A 1999 Toyota Corolla struck a 1987 Ford Taurus as the Taurus turned left from eastbound University Boulevard onto Sligo Creek Parkway about 4:30 p.m., police said. Knocked off the road, the Taurus went down an embankment and hit a tree, said Officer Derek Baliles, a police spokesman.

The passenger in the Taurus was pronounced dead at Holy Cross Hospital, and the driver was listed in critical condition at Suburban Hospital, police said. Both are female senior citizens from Takoma Park, Baliles said.

The driver of the Toyota, a male teenager, was not injured, and two young adult male passengers were treated for minor injuries at a hospital, Baliles said.

Baliles said it was unclear who had the right of way. The accident is under investigation.

Charles Eases Proposed House Standards

The Charles County Commissioners eased their proposed standards for detached single-family housing yesterday, saying new homes could be smaller and use less brick than under tentative regulations made public two weeks earlier.

The proposal, approved unanimously by the five commissioners, would set a minimum size of 1,650 square feet for new single-family homes. On Oct. 4, the same board of elected commissioners voted 5 to 0 for a minimum size of 2,000 square feet. Commissioners said then that they wanted to avoid a surge of small, cheap homes by builders thwarted by recent restrictions on town houses.

Yesterday, Board of Commissioners President Murray D. Levy (D-At Large) said conversations with constituents made it apparent that the original proposal would affect too much of the housing market.

Yesterday's vote moves the measure to the appointed Planning Commission for hearings in mid-November and a nonbinding recommendation. The commissioners then cast a deciding vote.

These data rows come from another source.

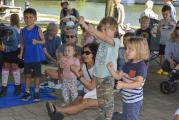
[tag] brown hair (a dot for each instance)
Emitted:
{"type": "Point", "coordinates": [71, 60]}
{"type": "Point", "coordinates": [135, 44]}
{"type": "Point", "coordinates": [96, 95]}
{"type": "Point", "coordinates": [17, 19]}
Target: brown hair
{"type": "Point", "coordinates": [73, 46]}
{"type": "Point", "coordinates": [108, 20]}
{"type": "Point", "coordinates": [174, 35]}
{"type": "Point", "coordinates": [140, 45]}
{"type": "Point", "coordinates": [14, 20]}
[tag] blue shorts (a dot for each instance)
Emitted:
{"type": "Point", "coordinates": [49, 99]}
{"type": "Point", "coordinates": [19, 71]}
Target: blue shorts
{"type": "Point", "coordinates": [131, 111]}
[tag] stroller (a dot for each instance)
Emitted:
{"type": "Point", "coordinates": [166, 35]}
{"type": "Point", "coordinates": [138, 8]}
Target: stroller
{"type": "Point", "coordinates": [170, 86]}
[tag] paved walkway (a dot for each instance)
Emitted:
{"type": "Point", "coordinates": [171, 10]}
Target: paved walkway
{"type": "Point", "coordinates": [156, 105]}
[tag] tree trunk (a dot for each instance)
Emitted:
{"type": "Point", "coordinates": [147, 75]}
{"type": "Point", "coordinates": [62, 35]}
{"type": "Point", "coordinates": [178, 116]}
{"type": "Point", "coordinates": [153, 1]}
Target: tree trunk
{"type": "Point", "coordinates": [109, 8]}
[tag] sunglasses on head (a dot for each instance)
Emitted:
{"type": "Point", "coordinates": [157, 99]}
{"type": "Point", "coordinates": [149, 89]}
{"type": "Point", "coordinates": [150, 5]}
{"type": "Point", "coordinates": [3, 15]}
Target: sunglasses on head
{"type": "Point", "coordinates": [69, 36]}
{"type": "Point", "coordinates": [177, 28]}
{"type": "Point", "coordinates": [86, 52]}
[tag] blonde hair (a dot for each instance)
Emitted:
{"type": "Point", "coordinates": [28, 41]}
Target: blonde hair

U-Va. Backs Admissions Policy Change

The University of Virginia Board of Visitors has endorsed the decision of President John T. Casteen III to discard a scoring system that gave preference to nonwhite applicants.

In a statement released Saturday, it said it supports the admissions system changes but also favors a "continuing commitment to recruiting and enrolling students of diverse talents and backgrounds."

Although some board members had expressed concern earlier this year that the university might be sued for alleged discrimination against whites, the board agreed unanimously that the U-Va. admissions system is "equitable" and "in accordance with law."


U. of Calif. Breaks Ground for NW Center

The University of California broke ground in the Scott Circle neighborhood yesterday for a $20 million, 11-story yellow brick and glass center to open by the spring of 2001.

The building will house undergraduates in Washington for study programs and graduate students doing research and offer space for visiting faculty to hold classes, according to a university spokesman.

Spokesman Charles McFadden said the building at 1608 Rhode Island Ave. NW will also house the Institute for Global Conflict and Cooperation, a University of California multi-campus research center with the mission to bridge the gap between the academic and policy worlds.


"Sometimes you have to go to hell to find the devil."

--Dee Dee Appleby after the emotional Montgomery County trial that ended yesterday when Hadden Clark was convicted of murdering her 6-year-old daughter, Michele Dorr, 13 years ago.